In seinen Büchern, auch in den älteren, finden sich Analysen und Antworten zu vielen wichtigen Fragen der heutigen Zeit – soziale Gerechtigkeit, Umweltschutz, Gleichberechtigung, Demokratie und Menschenrechte, Identitätsfragen und kulturelle Konflikte. Der Stiftungsrat war davon beeindruckt, wie Sen es versteht, seine wirtschafts-wissenschaftlichen Analysen auch für philosophische Betrachtungen zu nutzen – verbunden mit einem humanistischen Verständnis, das in der aktuellen Situation, in der man den Eindruck bekommt, dass die Lautstärke mehr Gehör findet als das Argument, wohltuend und wichtig ist.  

Wie kann die Branche den Preis in diesem besonderen Jahr unterstützen?
Die Verlage haben erkannt, wie wichtig es ist, Amartya Sens Werk dem deutschsprachigen Publikum nahezubringen. C. H. Beck plant Neuausgaben und veröffentlicht im Oktober ein neues Buch über die Möglichkeiten, eine gerechte Welt zu erschaffen. Reclam publiziert zwei weitere wichtige Vorträge, und auch Hanser legt ein vor 20 Jahren erschienenes Werk über ökonomische Ungleichheit noch einmal neu auf, da es weiterhin hochaktuell ist. Wir haben wie in den Jahren zuvor ein Lesezeichen und einen Infoflyer produziert, der sich auch als Plakat verwenden lässt. Beides können Buchhändler*innen kostenlos bei uns bestellen und an Kunden weitergeben.

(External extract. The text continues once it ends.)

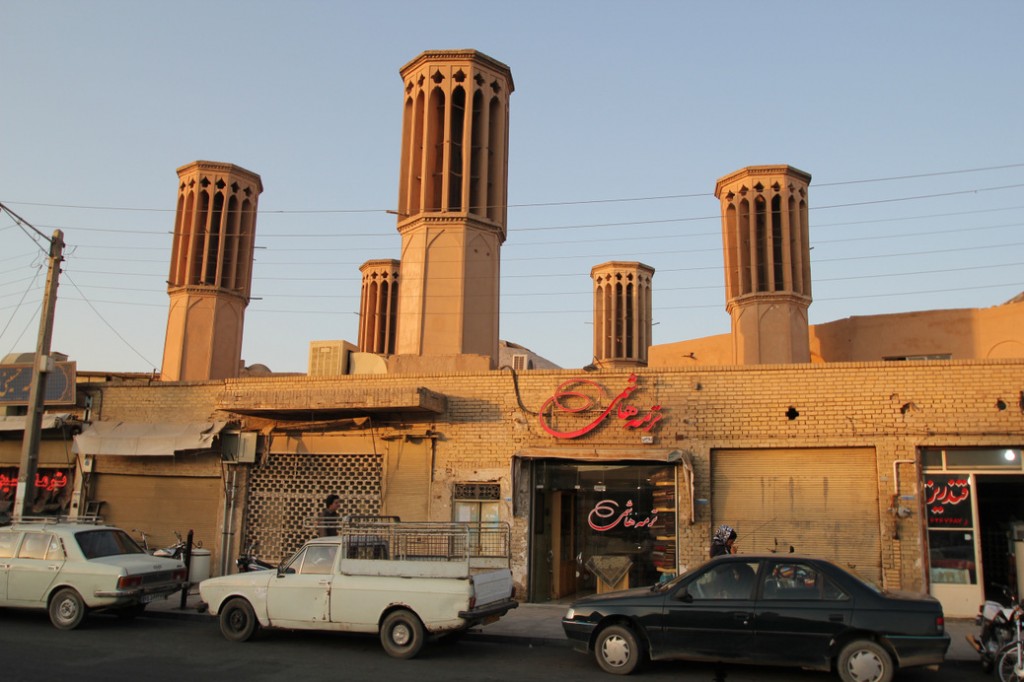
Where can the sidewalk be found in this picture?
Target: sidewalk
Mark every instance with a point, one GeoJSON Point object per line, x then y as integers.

Sorge oder Vorfreude: Was überwiegt im Corona-Jahr beim Friedenspreisteam?
Unser Konzept beinhaltet die Möglichkeit, auf die aktuellen Entwicklungen der Pandemie schnell reagieren zu können. Katrin von Boltenstern und ich haben uns darauf eingelassen, mit Corona zu leben und uns nicht dagegenzustemmen, was ja auch gar nicht geht. Dadurch kommt tatsächlich immer mehr Vorfreude auf, weil auch der Preisträger und sein Laudator angekündigt haben, an diesem Buchmesse-Sonntag keine sogenannten Sonntagsreden zu halten, sondern Debatten anzustoßen, die für unsere Gesellschaft auch über ihre Grenzen hinaus wichtig sind. Dafür lohnt es sich, dass wir uns vorher so weit wie möglich in eine Art Quarantäne begeben, damit sich alle Beteiligten, und im Besonderen unser 86-jähriger Preisträger, gut aufgehoben fühlen.

 

Friedenspreis 2020

  • Lesezeichen und Plakat liegen der Börsenblatt-Ausgabe 35/2020 bei.
  • Kostenfreie Nachbestellungen sind möglich unter www.friedenspreis-des-deutschen-buchhandels.de.
  • Der Festakt findet am 18. Oktober in der Frankfurter Paulskirche statt, nur mit wenigen Gästen. Die ARD überträgt die Veranstaltung ab 11 Uhr live im Fernsehen.